Indeed, the two tracks that sound are found in the presentation of Saxex and have been interpreted by artificial intelligence.
The artist who is replaced by an AI
If an artificial intelligence can create a work of art even better than a human, will AI replace artists as they replace other jobs?
Ramon Lopez de Mantaras is not so sure because « will always be behind the human being , although [...] the programs that play chess far exceed the level of play not only of his programmers, but also the best players in the world ».

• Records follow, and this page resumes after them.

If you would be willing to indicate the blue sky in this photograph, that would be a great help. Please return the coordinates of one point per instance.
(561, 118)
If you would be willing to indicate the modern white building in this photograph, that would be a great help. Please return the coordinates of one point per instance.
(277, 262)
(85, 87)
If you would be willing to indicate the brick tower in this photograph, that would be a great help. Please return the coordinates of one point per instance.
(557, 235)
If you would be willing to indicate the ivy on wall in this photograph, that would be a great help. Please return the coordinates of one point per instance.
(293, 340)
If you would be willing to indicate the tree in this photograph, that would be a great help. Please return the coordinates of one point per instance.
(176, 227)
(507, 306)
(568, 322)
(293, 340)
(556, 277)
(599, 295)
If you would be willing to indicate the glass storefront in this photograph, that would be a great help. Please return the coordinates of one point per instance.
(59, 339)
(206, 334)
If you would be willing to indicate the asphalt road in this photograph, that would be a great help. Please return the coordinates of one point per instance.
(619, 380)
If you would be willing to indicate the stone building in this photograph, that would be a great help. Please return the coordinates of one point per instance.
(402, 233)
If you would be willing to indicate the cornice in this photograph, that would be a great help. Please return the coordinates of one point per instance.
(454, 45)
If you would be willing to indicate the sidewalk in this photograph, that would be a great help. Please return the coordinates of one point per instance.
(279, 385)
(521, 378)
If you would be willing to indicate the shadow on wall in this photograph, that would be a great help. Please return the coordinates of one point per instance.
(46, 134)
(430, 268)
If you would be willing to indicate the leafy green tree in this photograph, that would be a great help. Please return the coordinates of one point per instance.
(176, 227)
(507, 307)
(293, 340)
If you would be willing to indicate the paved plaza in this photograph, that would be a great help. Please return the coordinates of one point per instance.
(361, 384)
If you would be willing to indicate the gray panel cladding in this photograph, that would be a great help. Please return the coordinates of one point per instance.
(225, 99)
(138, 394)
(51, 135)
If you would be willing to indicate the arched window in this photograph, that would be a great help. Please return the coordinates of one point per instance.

Maybe that's what happens when the artificial intelligences write the scripts of our footage, as in Sungpring , the short written by the AI called Benjamin, although, seen the result of nine unbearable minutes of script, that we leave you below so that you have the opportunity to value, one of two:
Or the scripts of artificial intelligences far exceed human understanding capabilities;
Or, as the NYT said, it's nonsense that nobody understands:
This brings us back to the question of which is art or creativity that we have not known very well to answer at the beginning of the article.Ramon, in his article Artificial intelligence and the arts.Towards a computational creativity rightly comments that «creativity is not a mystical gift outside the scope of scientific study, but something that can be investigated, simulated and redirected for the benefit of society».
That we be replaced 100% by artificial intelligences, in art or in any other field, it seems at least a precipitous deduction to the advancement in field IA.That is undoubtedly developing at high speed.
But, «for that to happen, the software would have to have intentionality , desires, goals, motivations, etc., and I doubt very much that in an AI these properties will never emerge., I believe that the human being will continue, to a greater or lesser extent, being at the origin of art in the future ”, concludes Lopez de Mantaras.